В Игната невозможно было не влюбиться. Высокий, широкоплечий,
жилистый. Сколько его знала, он всегда уделял время на спортзал и
следил за своей внешностью. Мажор, баловень судьбы, лакомый кусочек
для всего женского окружения повзрослел, стал ещё круче,
привлекательнее и возглавил корпорацию отца, после внезапной
кончины старшего Немцова.
Несмотря на мою тайную любовь к Игнату, я не зацикливалась на
ожидание и верности, отлично осознавая своё место. Дочь финансового
директора, хоть и приближённого к семье, но всего лишь наёмного
работника. Это, как любить певца или актёра. Восхищаешься,
страдаешь, мечтаешь перед сном, а он всё так же недостижим для
тебя.
К своим двадцати четырём годам у меня случилось два бурных
романа, закончившиеся полным разрывом после предложения руки и
сердца. Не видела я себя в роли жены. То ли песочные часы не
досыпали до нужного этапа, то ли мужчины рядом были не те.
– Игнат, папа работает на вашу семью больше тридцати лет, честно
выполняя свои обязанности, – после дежурных приветствий, начала
свою речь. – Лев Владимирович всегда доверял ему, советовался,
прежде чем принять важное решение. Папа не мог украсть деньги.
Только не он. Ты же знаешь его с детства.
Немцов переплёл пальцы, хрустнув суставами, нарочито медленно
потёр щетину на скуле, окинул меня пренебрежительным взглядом и,
достав из ящика тонкую папку, бросил на стол передо мной.
– Твой отец не деньги украл, – ровно, с металлической
тональностью произнёс Игнат. – Он обворовал компанию на охрененную
сумму бабла. В евро. Посмотри отчёт службы безопасности и оцени
ущерб.
Если я ещё смогла скрыть нервную дрожь в теле, то подрагивание
пальцев оказалось не в моём подчинение. Папка елозила по
отполированной поверхности, а верхний лист не поддавался захвату.
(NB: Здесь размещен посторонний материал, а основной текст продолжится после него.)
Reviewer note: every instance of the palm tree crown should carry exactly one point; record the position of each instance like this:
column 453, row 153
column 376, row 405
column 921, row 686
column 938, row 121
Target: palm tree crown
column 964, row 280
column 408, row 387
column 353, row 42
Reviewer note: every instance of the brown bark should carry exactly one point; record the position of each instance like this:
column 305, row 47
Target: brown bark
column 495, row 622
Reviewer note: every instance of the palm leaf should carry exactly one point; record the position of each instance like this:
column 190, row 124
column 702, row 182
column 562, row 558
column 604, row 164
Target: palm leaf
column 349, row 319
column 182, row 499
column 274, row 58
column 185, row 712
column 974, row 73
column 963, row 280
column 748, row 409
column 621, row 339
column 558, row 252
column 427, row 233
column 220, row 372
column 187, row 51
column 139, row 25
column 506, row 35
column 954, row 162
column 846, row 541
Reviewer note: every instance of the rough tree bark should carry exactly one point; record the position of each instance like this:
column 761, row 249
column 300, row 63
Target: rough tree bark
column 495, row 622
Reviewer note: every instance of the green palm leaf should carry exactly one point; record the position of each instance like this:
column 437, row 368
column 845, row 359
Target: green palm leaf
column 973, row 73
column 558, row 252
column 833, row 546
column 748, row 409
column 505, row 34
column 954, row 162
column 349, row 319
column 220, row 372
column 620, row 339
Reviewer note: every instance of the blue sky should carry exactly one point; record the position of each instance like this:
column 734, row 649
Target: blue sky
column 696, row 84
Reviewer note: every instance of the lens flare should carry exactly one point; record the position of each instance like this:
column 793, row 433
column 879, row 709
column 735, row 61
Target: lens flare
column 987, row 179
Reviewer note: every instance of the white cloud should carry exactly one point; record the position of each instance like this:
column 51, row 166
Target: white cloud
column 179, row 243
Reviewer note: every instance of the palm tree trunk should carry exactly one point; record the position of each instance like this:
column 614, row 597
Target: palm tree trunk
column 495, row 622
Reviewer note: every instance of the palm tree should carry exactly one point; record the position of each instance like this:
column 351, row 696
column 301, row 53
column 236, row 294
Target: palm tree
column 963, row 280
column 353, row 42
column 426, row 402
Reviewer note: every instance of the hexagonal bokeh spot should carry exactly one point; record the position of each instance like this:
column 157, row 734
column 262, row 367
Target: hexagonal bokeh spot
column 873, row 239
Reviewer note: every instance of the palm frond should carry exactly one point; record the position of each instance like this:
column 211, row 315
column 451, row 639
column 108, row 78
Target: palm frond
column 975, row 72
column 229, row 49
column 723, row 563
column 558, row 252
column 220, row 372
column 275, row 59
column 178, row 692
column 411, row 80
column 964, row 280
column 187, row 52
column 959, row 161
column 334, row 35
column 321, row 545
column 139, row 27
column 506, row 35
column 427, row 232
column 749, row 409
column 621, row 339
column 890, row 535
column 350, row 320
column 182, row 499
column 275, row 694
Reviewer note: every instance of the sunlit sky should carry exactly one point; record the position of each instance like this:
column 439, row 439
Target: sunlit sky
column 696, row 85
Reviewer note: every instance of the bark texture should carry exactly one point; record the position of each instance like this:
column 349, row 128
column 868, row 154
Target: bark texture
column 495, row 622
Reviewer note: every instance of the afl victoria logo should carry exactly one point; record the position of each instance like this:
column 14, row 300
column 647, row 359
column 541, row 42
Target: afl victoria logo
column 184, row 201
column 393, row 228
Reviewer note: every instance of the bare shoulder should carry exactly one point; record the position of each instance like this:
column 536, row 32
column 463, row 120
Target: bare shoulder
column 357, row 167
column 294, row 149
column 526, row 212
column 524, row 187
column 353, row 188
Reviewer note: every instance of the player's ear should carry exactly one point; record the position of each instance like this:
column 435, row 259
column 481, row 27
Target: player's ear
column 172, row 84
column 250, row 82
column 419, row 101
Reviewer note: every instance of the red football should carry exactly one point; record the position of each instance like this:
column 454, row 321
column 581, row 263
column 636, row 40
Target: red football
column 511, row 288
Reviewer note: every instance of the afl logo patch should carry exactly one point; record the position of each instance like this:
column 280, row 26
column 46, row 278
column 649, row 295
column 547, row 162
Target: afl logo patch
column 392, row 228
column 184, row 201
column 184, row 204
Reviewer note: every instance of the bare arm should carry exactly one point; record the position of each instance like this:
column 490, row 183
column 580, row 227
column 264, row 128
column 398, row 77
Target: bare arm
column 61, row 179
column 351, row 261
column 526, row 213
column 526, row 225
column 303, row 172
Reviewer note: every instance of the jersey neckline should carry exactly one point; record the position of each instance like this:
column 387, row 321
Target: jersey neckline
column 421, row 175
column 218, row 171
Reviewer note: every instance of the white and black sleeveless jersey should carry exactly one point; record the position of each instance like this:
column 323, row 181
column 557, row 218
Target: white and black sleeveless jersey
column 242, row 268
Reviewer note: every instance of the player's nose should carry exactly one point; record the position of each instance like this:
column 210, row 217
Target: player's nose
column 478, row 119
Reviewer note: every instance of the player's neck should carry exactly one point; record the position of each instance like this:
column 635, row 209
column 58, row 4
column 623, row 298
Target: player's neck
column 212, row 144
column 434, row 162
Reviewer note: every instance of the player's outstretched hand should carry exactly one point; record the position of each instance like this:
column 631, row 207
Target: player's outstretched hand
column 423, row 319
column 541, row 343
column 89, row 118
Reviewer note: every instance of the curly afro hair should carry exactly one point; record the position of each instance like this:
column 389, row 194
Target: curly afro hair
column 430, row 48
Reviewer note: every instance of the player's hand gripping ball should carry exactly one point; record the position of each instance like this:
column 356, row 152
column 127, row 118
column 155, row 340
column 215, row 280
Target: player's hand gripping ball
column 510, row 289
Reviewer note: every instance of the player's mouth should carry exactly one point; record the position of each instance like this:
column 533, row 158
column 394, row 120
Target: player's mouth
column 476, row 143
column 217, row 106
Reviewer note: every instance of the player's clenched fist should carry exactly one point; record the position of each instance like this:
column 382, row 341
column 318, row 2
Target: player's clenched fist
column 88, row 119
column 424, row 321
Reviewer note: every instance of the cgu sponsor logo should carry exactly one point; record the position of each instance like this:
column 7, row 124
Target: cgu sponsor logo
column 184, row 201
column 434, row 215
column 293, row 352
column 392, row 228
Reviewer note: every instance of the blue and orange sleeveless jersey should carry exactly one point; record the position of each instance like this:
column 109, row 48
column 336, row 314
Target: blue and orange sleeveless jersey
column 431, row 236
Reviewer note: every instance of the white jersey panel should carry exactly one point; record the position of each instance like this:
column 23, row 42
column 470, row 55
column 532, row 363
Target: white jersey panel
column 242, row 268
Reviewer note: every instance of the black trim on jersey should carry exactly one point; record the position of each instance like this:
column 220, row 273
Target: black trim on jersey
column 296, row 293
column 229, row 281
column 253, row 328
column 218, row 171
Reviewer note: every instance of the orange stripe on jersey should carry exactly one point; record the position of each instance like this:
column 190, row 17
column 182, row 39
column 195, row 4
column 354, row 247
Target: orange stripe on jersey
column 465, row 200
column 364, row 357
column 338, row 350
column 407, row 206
Казалось, стоит взять его, и по руке полоснёт электрическим
разрядом. Да и что я сейчас могла рассмотреть, когда на белой
бумаге расползались чёрные строчки, отказываясь выстраиваться в
слова.
– Игнат, его подставили, – перевела на мужчину несбыточных грёз
взгляд. – Он бы никогда. Проведи ещё одну проверку, ознакомься с
нашими расходами. Уверена, если бы папа воровал, то мы жили бы на
более широкую ногу.
– Я не собираюсь дополнительно что-то проверять. Моё время
слишком дорого стоит, – Немцов встал, обошёл стол и направился к
двери. – Пусть разбираются в следственном отделе, а твой отец
посидит за решёткой. Думаю, признательных показаний от него
добьются быстро.
Внутри всё заледенело от его слов, грудную клетку разрывало от
сбившегося дыхания, лёгкие, казалось, раздулись, как кузнечные
меха, и отказывались схлопываться обратно, чтобы выпустить
остывающий воздух, впивающийся ледяным иголками.
– Послушай, отцу шестьдесят пять лет, у него больное сердце. Ему
нельзя в тюрьму. Папа не вынесет. Умрёт там.
Я сползла со стула, плюхнулась на колени и поползла к Немцову,
представшему вершителем судеб. Было плевать на унизительность
своего положения и состояния. Единственное, что в данный момент
представлялось ценным и важным, так только жизнь отца, заменившего
мне умершую при родах маму.
– Забери дом, бабушкину квартиру, украшения, деньги со счёта, но
не отправляй папу в камеру, – добралась на коленях до него и
вцепилась в руку, тянущуюся к ручке, чтобы выпроводить меня из
кабинета.
– Ваши копейки не покроют и десятой части сворованного, –
отмахнулся, делая шаг в сторону и стряхивая с рукава пиджака
невидимую грязь. – Не в моих принципах заниматься
благотворительностью.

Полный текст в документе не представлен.